Ray-Ban Meta Display

Challenge

An entirely new form factor with no existing prototypes. A very small screen in the user's eyeball meant choosing wisely when to use visuals vs voice. We also introduced earcons as audio signals and had to manage cognitive load carefully. People already know calling from their phone, so the challenge was making it feel familiar while bringing a wow factor.

Approach

Heavy reliance on prototyping to feel out interactions before the hardware existed. Carefully selected when to use the display vs voice vs earcons. Designed for three input methods (voice, gestures, display) working together without overwhelming the user.

Prototyping with AI

AI has become a core part of my design process. I use Claude to rapidly prototype interactions and test ideas before investing time in high fidelity mockups. This lets me explore multiple directions in hours instead of days.

The prototype below was built entirely with Claude. I described the calling flow, the disambiguation logic, and the visual language I wanted, and iterated on it through conversation. This approach lets me validate interaction patterns, test edge cases, and communicate design intent to engineers and PMs with a working artifact rather than a static spec.

Describe the interaction

Start by describing the flow, edge cases, and modality decisions in natural language.
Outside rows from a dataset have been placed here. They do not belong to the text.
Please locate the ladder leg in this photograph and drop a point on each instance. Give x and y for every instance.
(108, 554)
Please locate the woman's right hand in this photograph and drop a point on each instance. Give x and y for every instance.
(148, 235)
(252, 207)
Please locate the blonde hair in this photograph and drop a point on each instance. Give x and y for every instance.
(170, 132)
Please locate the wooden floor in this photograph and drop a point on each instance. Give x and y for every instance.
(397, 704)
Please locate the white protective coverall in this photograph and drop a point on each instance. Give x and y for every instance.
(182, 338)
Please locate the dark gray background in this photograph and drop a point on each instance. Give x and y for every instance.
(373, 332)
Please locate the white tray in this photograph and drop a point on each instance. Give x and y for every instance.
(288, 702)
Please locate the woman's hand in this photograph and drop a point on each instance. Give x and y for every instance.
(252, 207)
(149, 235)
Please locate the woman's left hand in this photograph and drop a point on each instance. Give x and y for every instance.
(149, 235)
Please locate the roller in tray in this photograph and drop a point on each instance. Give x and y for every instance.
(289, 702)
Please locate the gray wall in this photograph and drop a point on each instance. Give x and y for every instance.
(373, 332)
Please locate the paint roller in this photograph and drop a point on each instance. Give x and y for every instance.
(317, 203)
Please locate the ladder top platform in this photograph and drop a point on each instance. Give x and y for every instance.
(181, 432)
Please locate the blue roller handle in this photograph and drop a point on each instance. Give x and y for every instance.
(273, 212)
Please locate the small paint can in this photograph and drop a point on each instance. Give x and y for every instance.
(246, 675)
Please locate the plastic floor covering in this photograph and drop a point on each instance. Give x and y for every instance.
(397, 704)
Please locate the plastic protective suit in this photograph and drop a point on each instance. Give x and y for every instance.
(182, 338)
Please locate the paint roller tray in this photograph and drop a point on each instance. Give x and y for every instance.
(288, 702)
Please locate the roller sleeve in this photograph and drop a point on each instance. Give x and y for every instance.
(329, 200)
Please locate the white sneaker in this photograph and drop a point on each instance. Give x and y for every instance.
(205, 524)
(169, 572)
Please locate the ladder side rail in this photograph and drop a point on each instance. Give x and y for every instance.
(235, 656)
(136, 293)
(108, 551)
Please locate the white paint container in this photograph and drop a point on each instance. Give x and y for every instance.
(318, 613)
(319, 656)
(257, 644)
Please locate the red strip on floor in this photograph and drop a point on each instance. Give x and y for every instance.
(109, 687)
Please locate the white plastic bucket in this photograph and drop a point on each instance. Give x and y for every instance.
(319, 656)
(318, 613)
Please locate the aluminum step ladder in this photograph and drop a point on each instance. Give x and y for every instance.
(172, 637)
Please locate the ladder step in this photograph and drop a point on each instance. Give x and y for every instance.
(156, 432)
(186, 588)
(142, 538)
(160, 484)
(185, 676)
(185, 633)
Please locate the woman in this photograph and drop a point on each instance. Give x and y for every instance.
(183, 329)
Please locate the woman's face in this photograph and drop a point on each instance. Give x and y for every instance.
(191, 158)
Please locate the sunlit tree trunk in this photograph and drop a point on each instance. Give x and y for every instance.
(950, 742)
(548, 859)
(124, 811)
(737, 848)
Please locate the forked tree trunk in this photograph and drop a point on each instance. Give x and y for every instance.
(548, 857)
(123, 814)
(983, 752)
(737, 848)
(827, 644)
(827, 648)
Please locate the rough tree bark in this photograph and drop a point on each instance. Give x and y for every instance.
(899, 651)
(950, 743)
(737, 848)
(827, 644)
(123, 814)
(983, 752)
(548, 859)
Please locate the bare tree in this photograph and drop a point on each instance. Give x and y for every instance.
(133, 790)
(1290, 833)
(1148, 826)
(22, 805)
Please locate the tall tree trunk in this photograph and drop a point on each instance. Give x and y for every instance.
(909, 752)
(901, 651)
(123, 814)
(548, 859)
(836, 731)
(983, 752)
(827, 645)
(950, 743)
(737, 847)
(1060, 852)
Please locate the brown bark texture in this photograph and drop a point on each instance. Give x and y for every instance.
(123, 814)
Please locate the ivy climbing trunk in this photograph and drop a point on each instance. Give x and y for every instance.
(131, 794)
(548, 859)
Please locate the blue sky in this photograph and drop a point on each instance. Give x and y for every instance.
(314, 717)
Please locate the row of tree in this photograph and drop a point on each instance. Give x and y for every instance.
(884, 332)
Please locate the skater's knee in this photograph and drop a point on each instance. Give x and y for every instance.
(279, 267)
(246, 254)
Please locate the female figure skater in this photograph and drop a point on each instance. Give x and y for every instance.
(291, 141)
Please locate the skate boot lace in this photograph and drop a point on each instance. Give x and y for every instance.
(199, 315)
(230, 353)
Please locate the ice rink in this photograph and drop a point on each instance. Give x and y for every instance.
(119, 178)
Iterate through conversation

Refine the prototype by asking for changes, testing different states, and adding detail incrementally.

Ship a working artifact

The result is interactive, not a static mockup. Stakeholders can experience the flow, not just read about it.

This prototype was built with Claude and is for exploration purposes only. It does not use the official design system.

Cross-Domain Influence
TTS shortening initiative

Initiated a cross-domain effort to reduce TTS length across wearables. Collaborated with Messaging and Sharing designers to shorten prompts across all three domains, resulting in a 40% reduction in TTS errors.

Earcons for calling states

Collaborated with the sound design team to create earcons for each calling state and provider. Designed the assistant listening state earcon, a cross-functional effort that became consistent across all voice interactions.

Outcome

Over 3 years, I shaped calling from a rules-based system into a model-based architecture that became the foundational interaction pattern across Meta's wearable ecosystem.

0%
Reduction in task failures
0
Devices shipped
0%
WhatsApp success rate
0%
Reduction in TTS errors

The model-based dialog system I designed for Calling was adopted by Messaging and Sharing, becoming the shared interaction pattern across the Comms domain. The cross-domain TTS shortening initiative and earcon design work further standardized voice interactions across the wearable ecosystem.

Reflection
Annotation guidelines as a design surface

Writing annotation guidelines for model training taught me that the boundary between design and ML is itself a design surface. The guidelines I authored directly shaped model behavior, which means conversation design at this level is as much about training data as it is about user flows.

Design for the hardest user first

Designing for seniors on Portal gave me a perspective I carry into every project: if the interaction works for someone who has never used a smartphone, it works for everyone. That constraint made the voice experience stronger for all users, not just the target audience.